Drought damaged or immature dry land corn will usually be higher in protein (1-2 percent higher), but will have a TDN value of 53-63 percent, depending on stage of harvest and amount of corn present. Corn with few or no ears will have about the same value as forage sorghum crosses if they are harvested in the milk stage or before reaching full maturity.
Some want to price dry land crops on an acre basis. This requires a considerable amount of estimating, as one must first estimate dry matter yield plus nutrition value. It is usually easier to determine value on a ton basis.
As has been pointed out, nitrates should always be a concern and forages should be tested. If unsiled, about 50 percent of the nitrates are destroyed, which will make it a safer feed; however, it still should be analyzed in most cases before feeding. If the crop is priced as green chop, to either be fed fresh or unsiled, its value should be based on standard moisture content. Often 33-35 percent dry matter is used as a base. Failure to correct for dry matter can change the read dry value up to 33 percent and unless agreed upon up front, it often leads to lawyers getting involved.
Some people prefer to graze standing corn, and if water and fencing are available or can be temporarily built, this may be the best alternative. If the corn is relatively tall and mature, less waste will be encountered if strip grazed. Allow enough forage for 4-7 days and then move the fence. This is labor intensive, but reduces waste considerably.
I have made some rough estimates that 20-25 percent waste may be experienced if strip grazed, depending on the corn’s maturity and stalk size. If strip grazing is not utilized, waste may be slightly higher, but perhaps a bigger factor is the performance will decrease as the grazing progresses because they will graze out the part of the plant that is the highest quality first, and the lowest quality last. When grazing, nitrates are always a concern with drought damaged crops.

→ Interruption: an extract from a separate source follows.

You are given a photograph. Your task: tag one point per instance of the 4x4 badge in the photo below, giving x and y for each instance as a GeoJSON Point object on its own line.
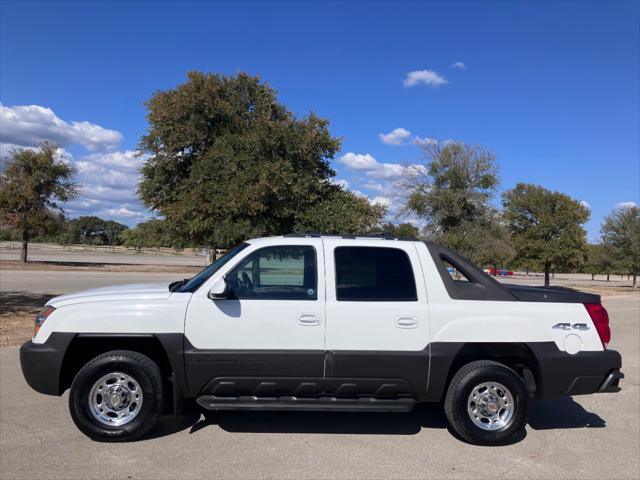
{"type": "Point", "coordinates": [569, 326]}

I have not heard of nitrate problems when grazing standing corn. This is due most likely to two factors. First, the cattle graze the parts of the plants that are lowest in nitrates initially, such as leaves, husks, and the upper part of the plant. Second, cattle have some ability to adapt to nitrates in feed if introduced slowly over a short period of time. This is not to say it is always safe to graze feeds high in nitrates, but some adaptation appears to occur.
Some want to harvest the corn as dry hay. Although this can make good feed, in most cases it will need to be ground and mixed and fed with other good quality feed. Feeding baled corn stalks without grinding will result in a large amount of waste. Also, the cost of baling and then grinding increases the cost of a relative low value feed.